Susan Erikson Hawkins is an artist native to Southern California who lives and works in Long Beach. Her figurative sculptures in polychrome plaster, bronze, terracotta, and steel evoke a sense of turbulent motion and inner conflict. She began her formal training as a painter at the age of eight and then turned to sculpture in her mid-twenties. She has exhibited throughout Southern California. She has pieces in corporate, academic, and private collections, throughout the United States including that of California State University Long Beach -University Extension Services. She has taught sculpture at California State University, Long Beach, The Academy of Art College, and Fullerton Community College.
Susan holds a Masters Degree of Fine Arts in sculpture and a Bachelors Degree of Fine Arts in drawing and painting from California State University, Long Beach.
Susan’s recent work is comprised of sculptures based mostly on the female form. The artist’s intention is to work within the tradition of figurative sculpture to create pieces that refer to the past while asserting their relevance to the present. In earlier pieces, the titles were chosen from classical western mythology in reference to the tradition of classical western sculpture. Influences for these pieces were the sculptures of ancient Greece, Edgar Degas, Deborah Butterfield and Stephen DeStaebler.
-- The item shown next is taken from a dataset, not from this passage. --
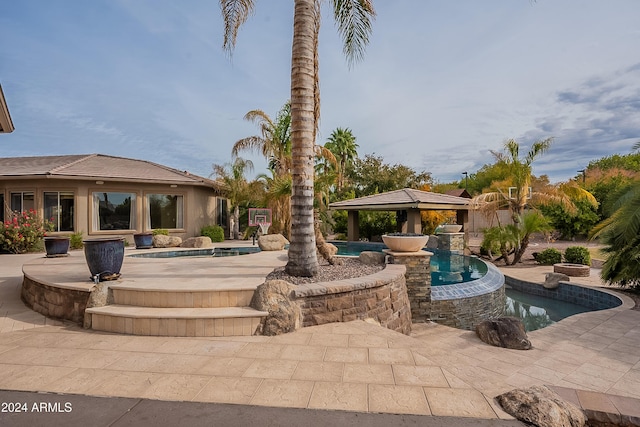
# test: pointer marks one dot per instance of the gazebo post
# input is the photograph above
(462, 217)
(353, 229)
(414, 222)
Susan’s sculptures are developed as a progression of experiments with the chosen media, in which the discoveries made in each piece formed the basis for further experimentation in subsequent works. The artist utilizes the unique properties of the material to create an integration between the structural and aesthetic development of the sculptures. A particular focus is the incorporation of color into three-dimensional forms. In early pieces the color was topical. In later works, color becomes a light source, woven inseparably into the form.